Eğer yaşasaydı, Komik-i Şehir Cübbeli Ahmet Efendi’nin ellerine sarılır, “sen benden büyüksün ustam" diye öperdi defalarca…
Ama Pişekârların da hakkını yemeyelim…
En az Komik-i Şehir Cübbeli Ahmet Efendi kadar başarılıydılar…
Aman Allah’ım aman!...
Onlar ne çanak tutmalardı öyle…
Soruya bakın:
"Hocam damacanaya bakmanın hükmü nedir?"
Sorunun sahibi büyük tarihçimiz(!) Murat Bardakçı…
Cevabın sahibi de haliyle Komik-i Şehir Cübbeli Ahmet Efendi…
"İnsanların nikah yollu evlilikleri helaldir. Fakat bunun dışında tatmin yolu arayanlar günah işlemiş olacaktır. Ama bu bir zina gibi, livata gibi büyük bir günah değildir. Damacanayla seks küçük bir günahtır…"
Neyse…
Allah damacana sapıklarını koruyormuş demek ki…
Baksanıza az günahmış damacana becermek…
Zavallı damacana…
Dili yok ki ahret günü açsın ağzını yumsun gözünü de kendisine tecavüz eden günahkârları anlatsın…
Komik-i Şehir Cübbeli Ahmet Efendi’nin cevabı üzerine Murat Bardakçı kıkırdıyor bir yandan…
Fatih Altaylı, kararmış dişlerini göstermemek için eli ile ağzını örterek, "Siz bu açıklamada bulundunuz ama adamın biri Bursa'da su damacasına tecavüz etti" diyor…
Komik-i Şehrin cevabı hiç gecikmiyor:
"İslam'da şehvetle bakmak haramdır…"
Vay anasını be!..
Meğer İslam'da şehvetle bakmak harammış…
Bir an için mahşer günü canlanıyor gözlerimizin önünde…

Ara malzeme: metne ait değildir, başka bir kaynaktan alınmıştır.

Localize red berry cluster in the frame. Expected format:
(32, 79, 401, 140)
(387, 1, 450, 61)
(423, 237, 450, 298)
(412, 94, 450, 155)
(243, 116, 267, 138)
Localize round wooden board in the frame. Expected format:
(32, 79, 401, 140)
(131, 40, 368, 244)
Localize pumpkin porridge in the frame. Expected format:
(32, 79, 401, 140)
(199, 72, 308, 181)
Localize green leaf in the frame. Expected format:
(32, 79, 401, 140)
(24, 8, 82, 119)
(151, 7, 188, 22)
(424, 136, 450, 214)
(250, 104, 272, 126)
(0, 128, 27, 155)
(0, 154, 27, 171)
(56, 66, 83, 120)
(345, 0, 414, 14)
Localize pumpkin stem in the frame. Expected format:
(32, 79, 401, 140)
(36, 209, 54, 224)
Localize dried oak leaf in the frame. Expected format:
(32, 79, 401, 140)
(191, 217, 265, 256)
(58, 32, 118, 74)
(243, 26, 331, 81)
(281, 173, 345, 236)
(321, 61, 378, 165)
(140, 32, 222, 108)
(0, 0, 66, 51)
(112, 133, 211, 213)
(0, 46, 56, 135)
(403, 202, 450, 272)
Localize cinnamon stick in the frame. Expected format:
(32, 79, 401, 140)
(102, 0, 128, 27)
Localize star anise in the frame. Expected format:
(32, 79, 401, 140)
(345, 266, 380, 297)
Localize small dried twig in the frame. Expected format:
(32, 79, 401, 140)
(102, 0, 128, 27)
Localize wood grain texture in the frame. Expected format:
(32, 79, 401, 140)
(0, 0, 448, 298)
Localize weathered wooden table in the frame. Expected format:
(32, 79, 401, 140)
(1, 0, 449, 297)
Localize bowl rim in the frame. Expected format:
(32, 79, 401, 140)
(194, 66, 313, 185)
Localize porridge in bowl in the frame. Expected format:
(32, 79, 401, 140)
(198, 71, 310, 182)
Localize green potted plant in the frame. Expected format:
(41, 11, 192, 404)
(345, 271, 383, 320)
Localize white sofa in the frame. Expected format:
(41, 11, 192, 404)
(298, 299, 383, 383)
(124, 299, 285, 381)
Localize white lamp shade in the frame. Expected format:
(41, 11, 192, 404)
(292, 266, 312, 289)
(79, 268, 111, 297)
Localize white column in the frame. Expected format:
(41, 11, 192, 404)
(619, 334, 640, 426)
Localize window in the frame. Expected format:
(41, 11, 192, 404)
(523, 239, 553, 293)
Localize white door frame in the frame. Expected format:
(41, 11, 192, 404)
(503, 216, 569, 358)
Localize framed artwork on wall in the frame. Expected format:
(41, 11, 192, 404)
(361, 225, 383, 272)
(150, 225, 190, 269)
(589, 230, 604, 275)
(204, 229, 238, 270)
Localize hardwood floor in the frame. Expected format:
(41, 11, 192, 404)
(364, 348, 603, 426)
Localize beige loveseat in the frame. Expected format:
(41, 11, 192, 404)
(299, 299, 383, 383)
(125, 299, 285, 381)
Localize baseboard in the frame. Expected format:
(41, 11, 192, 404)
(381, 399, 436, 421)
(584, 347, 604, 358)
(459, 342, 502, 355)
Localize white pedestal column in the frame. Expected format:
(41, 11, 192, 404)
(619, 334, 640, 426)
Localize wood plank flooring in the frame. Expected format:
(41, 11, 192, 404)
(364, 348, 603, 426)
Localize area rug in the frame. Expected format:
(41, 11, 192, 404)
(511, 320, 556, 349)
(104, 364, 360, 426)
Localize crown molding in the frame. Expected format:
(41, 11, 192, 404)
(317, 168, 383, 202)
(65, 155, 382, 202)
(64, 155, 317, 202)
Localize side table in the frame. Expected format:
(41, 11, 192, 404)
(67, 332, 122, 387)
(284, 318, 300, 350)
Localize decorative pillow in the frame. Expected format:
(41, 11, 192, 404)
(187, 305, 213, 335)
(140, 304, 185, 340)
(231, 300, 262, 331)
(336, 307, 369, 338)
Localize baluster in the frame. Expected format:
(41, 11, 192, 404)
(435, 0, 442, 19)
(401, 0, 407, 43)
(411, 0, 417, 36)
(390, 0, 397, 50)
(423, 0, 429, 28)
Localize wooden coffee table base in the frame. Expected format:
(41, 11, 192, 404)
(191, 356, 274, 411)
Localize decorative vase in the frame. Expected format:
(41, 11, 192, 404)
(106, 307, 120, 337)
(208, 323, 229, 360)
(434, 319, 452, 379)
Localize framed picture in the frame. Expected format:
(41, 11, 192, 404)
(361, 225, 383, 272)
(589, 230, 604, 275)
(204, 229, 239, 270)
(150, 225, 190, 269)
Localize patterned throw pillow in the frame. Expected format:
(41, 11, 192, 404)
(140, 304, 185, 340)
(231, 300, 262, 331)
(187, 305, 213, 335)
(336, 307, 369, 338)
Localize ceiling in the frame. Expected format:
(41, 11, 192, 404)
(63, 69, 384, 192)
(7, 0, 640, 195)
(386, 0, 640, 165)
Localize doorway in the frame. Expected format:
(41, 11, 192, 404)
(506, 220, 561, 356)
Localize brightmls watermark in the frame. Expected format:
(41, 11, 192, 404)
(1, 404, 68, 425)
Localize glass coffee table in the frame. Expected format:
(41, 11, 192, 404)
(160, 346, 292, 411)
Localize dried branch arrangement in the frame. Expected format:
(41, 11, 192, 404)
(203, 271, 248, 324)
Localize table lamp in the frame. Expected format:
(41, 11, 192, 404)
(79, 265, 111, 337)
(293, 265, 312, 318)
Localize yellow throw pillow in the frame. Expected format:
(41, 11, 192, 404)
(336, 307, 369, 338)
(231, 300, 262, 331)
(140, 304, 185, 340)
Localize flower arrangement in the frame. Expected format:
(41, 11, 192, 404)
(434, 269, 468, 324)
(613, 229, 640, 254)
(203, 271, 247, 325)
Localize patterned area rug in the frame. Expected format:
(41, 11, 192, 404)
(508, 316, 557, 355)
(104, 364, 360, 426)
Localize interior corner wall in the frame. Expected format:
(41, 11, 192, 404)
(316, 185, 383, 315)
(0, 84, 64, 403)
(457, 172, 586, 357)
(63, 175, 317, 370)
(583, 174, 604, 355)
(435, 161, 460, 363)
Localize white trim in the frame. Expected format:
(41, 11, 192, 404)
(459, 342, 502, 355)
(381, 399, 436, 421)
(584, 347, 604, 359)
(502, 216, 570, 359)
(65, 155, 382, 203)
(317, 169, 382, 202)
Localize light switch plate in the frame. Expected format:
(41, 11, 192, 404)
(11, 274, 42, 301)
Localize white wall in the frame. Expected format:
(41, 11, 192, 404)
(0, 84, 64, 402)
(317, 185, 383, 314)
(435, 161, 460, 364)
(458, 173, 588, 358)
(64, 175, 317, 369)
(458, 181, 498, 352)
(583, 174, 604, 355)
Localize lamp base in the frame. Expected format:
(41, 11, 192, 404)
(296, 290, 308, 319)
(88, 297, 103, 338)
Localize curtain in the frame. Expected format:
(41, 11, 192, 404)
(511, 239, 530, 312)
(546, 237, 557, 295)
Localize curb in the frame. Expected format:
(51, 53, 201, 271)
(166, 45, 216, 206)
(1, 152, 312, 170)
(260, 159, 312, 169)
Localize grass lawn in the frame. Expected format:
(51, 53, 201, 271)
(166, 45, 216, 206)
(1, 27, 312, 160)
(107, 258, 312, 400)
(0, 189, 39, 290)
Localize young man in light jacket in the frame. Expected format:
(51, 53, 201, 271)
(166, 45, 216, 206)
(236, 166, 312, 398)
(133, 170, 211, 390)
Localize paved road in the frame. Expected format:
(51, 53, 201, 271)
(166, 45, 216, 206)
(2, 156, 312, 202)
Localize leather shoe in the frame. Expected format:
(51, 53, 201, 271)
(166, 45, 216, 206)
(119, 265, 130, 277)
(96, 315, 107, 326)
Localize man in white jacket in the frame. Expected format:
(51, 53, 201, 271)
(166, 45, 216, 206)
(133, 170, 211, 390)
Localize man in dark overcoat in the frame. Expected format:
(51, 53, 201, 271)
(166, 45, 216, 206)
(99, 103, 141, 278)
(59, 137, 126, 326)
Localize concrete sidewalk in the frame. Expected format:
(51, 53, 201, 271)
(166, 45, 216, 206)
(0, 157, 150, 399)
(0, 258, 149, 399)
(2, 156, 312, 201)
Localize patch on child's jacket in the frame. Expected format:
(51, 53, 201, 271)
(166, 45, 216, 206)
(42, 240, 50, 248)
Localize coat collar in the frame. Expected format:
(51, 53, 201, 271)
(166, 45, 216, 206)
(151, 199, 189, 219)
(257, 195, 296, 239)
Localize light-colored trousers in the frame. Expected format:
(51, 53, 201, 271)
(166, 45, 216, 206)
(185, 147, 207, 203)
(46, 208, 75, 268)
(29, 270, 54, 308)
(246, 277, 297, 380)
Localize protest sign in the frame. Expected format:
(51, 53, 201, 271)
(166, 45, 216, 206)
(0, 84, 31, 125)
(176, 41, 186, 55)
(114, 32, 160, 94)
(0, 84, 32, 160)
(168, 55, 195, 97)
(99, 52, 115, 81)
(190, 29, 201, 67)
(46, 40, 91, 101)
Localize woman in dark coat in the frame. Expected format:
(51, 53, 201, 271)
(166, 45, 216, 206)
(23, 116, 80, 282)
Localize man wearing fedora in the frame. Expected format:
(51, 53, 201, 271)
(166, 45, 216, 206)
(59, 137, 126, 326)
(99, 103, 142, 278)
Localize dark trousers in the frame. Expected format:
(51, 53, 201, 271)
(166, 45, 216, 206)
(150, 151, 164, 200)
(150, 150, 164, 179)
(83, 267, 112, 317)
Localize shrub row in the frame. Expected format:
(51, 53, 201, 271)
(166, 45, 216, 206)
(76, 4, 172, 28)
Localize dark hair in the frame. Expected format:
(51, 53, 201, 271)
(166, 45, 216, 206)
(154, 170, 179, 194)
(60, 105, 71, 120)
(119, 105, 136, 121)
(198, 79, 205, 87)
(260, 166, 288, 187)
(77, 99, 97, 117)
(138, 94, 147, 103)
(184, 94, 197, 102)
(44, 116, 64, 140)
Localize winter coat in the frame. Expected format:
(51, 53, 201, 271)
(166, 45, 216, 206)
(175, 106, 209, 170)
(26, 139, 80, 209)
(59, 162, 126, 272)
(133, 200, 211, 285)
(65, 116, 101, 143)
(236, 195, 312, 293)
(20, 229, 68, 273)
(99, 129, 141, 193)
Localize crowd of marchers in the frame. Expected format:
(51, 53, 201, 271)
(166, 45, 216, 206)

Sırat köprüsünün başında Komik-i Şehir Cübbeli Ahmet Efendi’yi görüyor gibiyiz…
Yanında Fatih Altaylı ve Murat Bardakçı var…
Hemen önde ise köprüye ilk adımını atmış Marilyn Monroe ilişiyor gözümüze…
Komik-i Şehir Cübbeli Ahmet Efendi, Altaylı ve Bardakçı’yı uyarıyor…
“Aman abilerim aman… Sadece beni takip edin… Kalbinizden her türlü şehvet duygusunu kovun!”
“Kovamazsak ne olur?” diye soruyor Altaylı…
“Kovamazsanız şehvet sizi aşağı çeker, cehennem kazanlarına düşersiniz elbette” diyor Komik-i Şehir Cübbeli Ahmet Efendi…
Ve adımını atıp,  Marilyn Monroe’nün ardından yürümeye başlıyor…
İki kafadar da ardından…
Birkaç adım atıyorlar ki önce Komik-i Şehir düşüyor köprüden aşağı…
Sonra da bizim iki kafadar!..
Şaka bir yana ne günlere kaldık Ya Rabbim!..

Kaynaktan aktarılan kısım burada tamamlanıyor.